Prima dell'Amica geniale, prima delle indagini più o meno letteraria sulla sua identità, del grande successo persino oltreoceano, delle polemiche. Di voler scrivere e basta, Elena Ferrante lo ha sempre detto. Sin dalla prima lettera ai suoi editori che apre La frantumaglia, raccolta di corrispondenze e appunti, di interviste rilasciate (solo via mail) e altre a lungo rimandate, di risposte ai suoi lettori. Libro originale e affascinante, pubblicato nel 2003 (con scritti dal '91), e aggiornato quattro anni dopo, uscito adesso in una nuova edizione con il materiale più recente: «Lettere 2011-2016». Un viaggio nel laboratorio dell'autrice, mosaico di passioni e paure, rare rivelazioni, dubbi. Per titolo un vocabolo del dialetto materno: «Lo usava per dire come si sentiva quando era tirata di qua e di là da impressioni contraddittorie che la laceravano-scrive-. Diceva che dentro aveva una «frantumaglia». La parola per un malessere non altrimenti definibile rimandava a una folla di cose eterogenee nella testa, detriti su un'acqua limacciosa del cervello».
L'anonimato come condizione essenziale per pubblicare, non certo per scrivere. Nessuna presentazione e nessun dibattito, niente promozione, cerimonie per ritirare premi. Sta per uscire il suo primo romanzo, nel 1991, e la Ferrante scrive a Sandra Ozzola della e/o: «Non intendo fare niente per L'amore molesto, niente che comporti l'impegno pubblico della mia persona. Ho già fatto abbastanza per questo lungo racconto: l'ho scritto; se il libro vale qualcosa, dovrebbe essere sufficiente». Scelta mai mutata in questi venticinque anni, ribadita con forza nelle ultime interviste, in particolare lo scorso anno con la candidatura allo Strega per Storia della bambina perduta, quarto e definitivo capitolo della vicenda delle «ami-nemiche» Lila e Lenù, le sue ultime donne.
Elena (e Lina attraverso di lei), dopo Delia, dopo Olga de I giorni dell'abbandono e Leda di La figlia oscura «scrivono di sé per capirsi», con sincerità e senza ipocrisie. Protagoniste di storie tutte al femminile anche grazie a Menzogna e sortilegio di Elena Moranta, autrice prediletta, che le ha fatto capire come una trama «di desideri e idee e sentimenti di donna poteva essere avvincente e. insieme, avere una grande dignità letteraria». Storie inventate, film (bello il carteggio con Martone) o di cui stava nascendo la sceneggiatura. Sullo sfondo spesso Napoli, amata e abitata, discussa, lasciata, ritrovata.
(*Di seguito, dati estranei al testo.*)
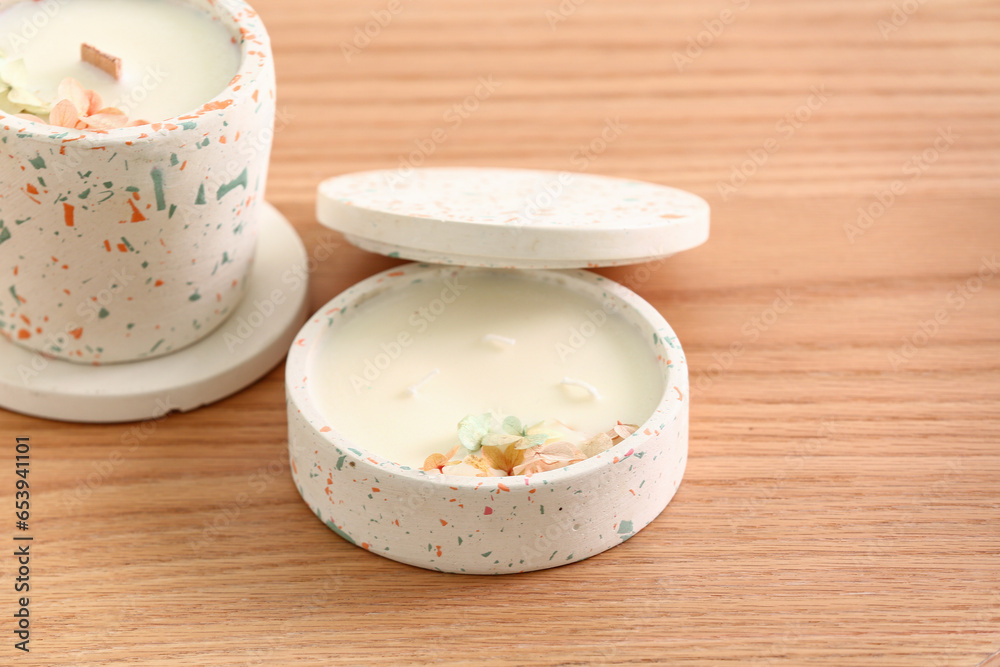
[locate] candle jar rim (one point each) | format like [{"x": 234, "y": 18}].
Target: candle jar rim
[
  {"x": 254, "y": 46},
  {"x": 669, "y": 353}
]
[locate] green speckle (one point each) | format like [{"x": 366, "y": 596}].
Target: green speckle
[
  {"x": 231, "y": 185},
  {"x": 331, "y": 526},
  {"x": 157, "y": 177}
]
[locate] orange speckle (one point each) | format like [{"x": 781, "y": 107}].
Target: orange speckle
[
  {"x": 137, "y": 215},
  {"x": 216, "y": 106}
]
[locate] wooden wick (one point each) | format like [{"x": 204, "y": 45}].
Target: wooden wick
[{"x": 110, "y": 65}]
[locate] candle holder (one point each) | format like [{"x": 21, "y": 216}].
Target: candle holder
[
  {"x": 487, "y": 525},
  {"x": 119, "y": 247},
  {"x": 126, "y": 244},
  {"x": 495, "y": 220}
]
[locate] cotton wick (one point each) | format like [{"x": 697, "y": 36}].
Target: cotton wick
[
  {"x": 586, "y": 385},
  {"x": 413, "y": 389},
  {"x": 496, "y": 338},
  {"x": 107, "y": 63}
]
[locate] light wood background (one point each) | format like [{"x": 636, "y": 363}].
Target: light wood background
[{"x": 838, "y": 508}]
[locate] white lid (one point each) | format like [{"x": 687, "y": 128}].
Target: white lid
[{"x": 511, "y": 218}]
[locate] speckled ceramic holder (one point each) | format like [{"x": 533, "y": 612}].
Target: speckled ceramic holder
[
  {"x": 132, "y": 243},
  {"x": 493, "y": 525}
]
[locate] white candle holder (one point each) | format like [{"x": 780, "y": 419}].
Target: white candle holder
[
  {"x": 454, "y": 524},
  {"x": 128, "y": 244}
]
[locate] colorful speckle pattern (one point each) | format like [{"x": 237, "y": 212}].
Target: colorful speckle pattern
[
  {"x": 128, "y": 244},
  {"x": 512, "y": 218},
  {"x": 488, "y": 525}
]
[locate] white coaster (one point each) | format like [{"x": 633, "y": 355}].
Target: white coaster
[{"x": 250, "y": 343}]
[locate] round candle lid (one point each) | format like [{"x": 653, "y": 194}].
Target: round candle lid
[{"x": 511, "y": 218}]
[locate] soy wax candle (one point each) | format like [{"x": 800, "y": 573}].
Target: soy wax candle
[
  {"x": 129, "y": 243},
  {"x": 404, "y": 370},
  {"x": 419, "y": 356}
]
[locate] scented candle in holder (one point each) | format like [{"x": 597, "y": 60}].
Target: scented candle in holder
[{"x": 122, "y": 243}]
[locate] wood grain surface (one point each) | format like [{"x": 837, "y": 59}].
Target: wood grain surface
[{"x": 842, "y": 500}]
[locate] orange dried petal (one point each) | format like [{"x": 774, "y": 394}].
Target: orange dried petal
[
  {"x": 70, "y": 89},
  {"x": 94, "y": 102},
  {"x": 106, "y": 119},
  {"x": 64, "y": 114}
]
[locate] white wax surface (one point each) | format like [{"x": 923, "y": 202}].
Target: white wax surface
[
  {"x": 478, "y": 376},
  {"x": 174, "y": 57}
]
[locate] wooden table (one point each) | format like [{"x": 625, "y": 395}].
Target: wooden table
[{"x": 842, "y": 499}]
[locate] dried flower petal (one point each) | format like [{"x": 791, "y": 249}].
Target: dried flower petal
[
  {"x": 106, "y": 119},
  {"x": 64, "y": 114},
  {"x": 437, "y": 461},
  {"x": 549, "y": 457},
  {"x": 599, "y": 443},
  {"x": 504, "y": 458},
  {"x": 70, "y": 89}
]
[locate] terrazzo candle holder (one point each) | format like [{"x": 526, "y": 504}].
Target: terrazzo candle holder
[
  {"x": 128, "y": 244},
  {"x": 492, "y": 525}
]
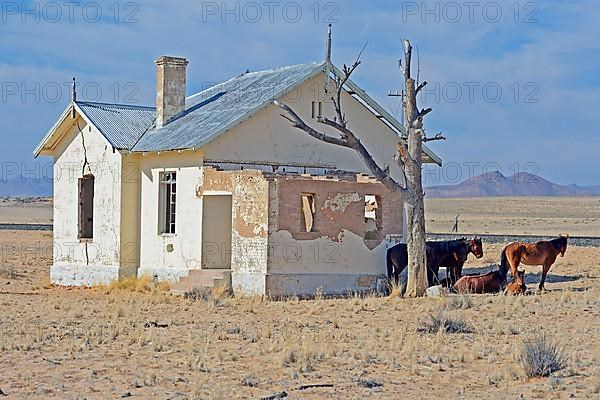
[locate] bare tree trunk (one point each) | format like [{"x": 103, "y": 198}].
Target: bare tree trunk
[
  {"x": 416, "y": 284},
  {"x": 410, "y": 151},
  {"x": 415, "y": 213}
]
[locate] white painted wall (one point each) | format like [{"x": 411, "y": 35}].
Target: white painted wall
[{"x": 78, "y": 262}]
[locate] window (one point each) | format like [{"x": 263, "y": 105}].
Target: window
[
  {"x": 308, "y": 212},
  {"x": 167, "y": 193},
  {"x": 317, "y": 109},
  {"x": 372, "y": 216},
  {"x": 86, "y": 207}
]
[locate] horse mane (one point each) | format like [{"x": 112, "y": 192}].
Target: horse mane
[
  {"x": 452, "y": 245},
  {"x": 559, "y": 242}
]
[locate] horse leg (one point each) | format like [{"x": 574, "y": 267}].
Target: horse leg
[
  {"x": 513, "y": 260},
  {"x": 545, "y": 270}
]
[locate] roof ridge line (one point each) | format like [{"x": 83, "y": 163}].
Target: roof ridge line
[
  {"x": 315, "y": 63},
  {"x": 121, "y": 105}
]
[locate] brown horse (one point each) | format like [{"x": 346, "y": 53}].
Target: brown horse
[
  {"x": 542, "y": 253},
  {"x": 492, "y": 282},
  {"x": 518, "y": 285}
]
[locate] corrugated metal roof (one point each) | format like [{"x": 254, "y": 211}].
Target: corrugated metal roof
[
  {"x": 221, "y": 107},
  {"x": 208, "y": 113},
  {"x": 122, "y": 125}
]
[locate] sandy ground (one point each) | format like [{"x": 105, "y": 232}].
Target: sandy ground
[
  {"x": 101, "y": 344},
  {"x": 37, "y": 211},
  {"x": 578, "y": 216}
]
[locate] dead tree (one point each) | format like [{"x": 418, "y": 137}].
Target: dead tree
[{"x": 409, "y": 158}]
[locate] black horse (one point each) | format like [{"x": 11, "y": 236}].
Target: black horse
[{"x": 449, "y": 254}]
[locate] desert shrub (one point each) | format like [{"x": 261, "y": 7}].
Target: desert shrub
[
  {"x": 215, "y": 295},
  {"x": 541, "y": 357},
  {"x": 460, "y": 302},
  {"x": 199, "y": 294},
  {"x": 441, "y": 322},
  {"x": 369, "y": 383}
]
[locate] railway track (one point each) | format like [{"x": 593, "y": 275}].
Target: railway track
[
  {"x": 25, "y": 227},
  {"x": 586, "y": 241}
]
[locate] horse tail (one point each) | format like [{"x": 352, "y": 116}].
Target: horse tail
[{"x": 503, "y": 265}]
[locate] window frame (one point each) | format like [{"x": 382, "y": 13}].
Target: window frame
[
  {"x": 85, "y": 229},
  {"x": 167, "y": 203}
]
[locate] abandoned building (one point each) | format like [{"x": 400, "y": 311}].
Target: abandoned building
[{"x": 217, "y": 187}]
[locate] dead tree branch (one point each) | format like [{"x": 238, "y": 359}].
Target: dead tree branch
[{"x": 438, "y": 136}]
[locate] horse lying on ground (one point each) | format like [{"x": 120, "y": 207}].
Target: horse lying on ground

Una «frantumaglia» tanto armonica che stupisce sia nata da materiale così diverso e (solo) apparentemente casuale. Restituisce l'immagine di una donna e madre colta e vera, diretta e determinata, che sa mettersi in discussione. In borsa sempre un taccuino e un libro, mai omologato, capace di infilarsi nelle crepe dell'intonaco, come un «cocciuto fiore di cappero». Una che, per fortuna dei suoi lettori, ha ancora voglia di scrivere storie (fra le pagine l'eco di romanzi immaginati, mai arrivati alla casa editrice). Racconta della Ferrante tutto quello che basta sapere.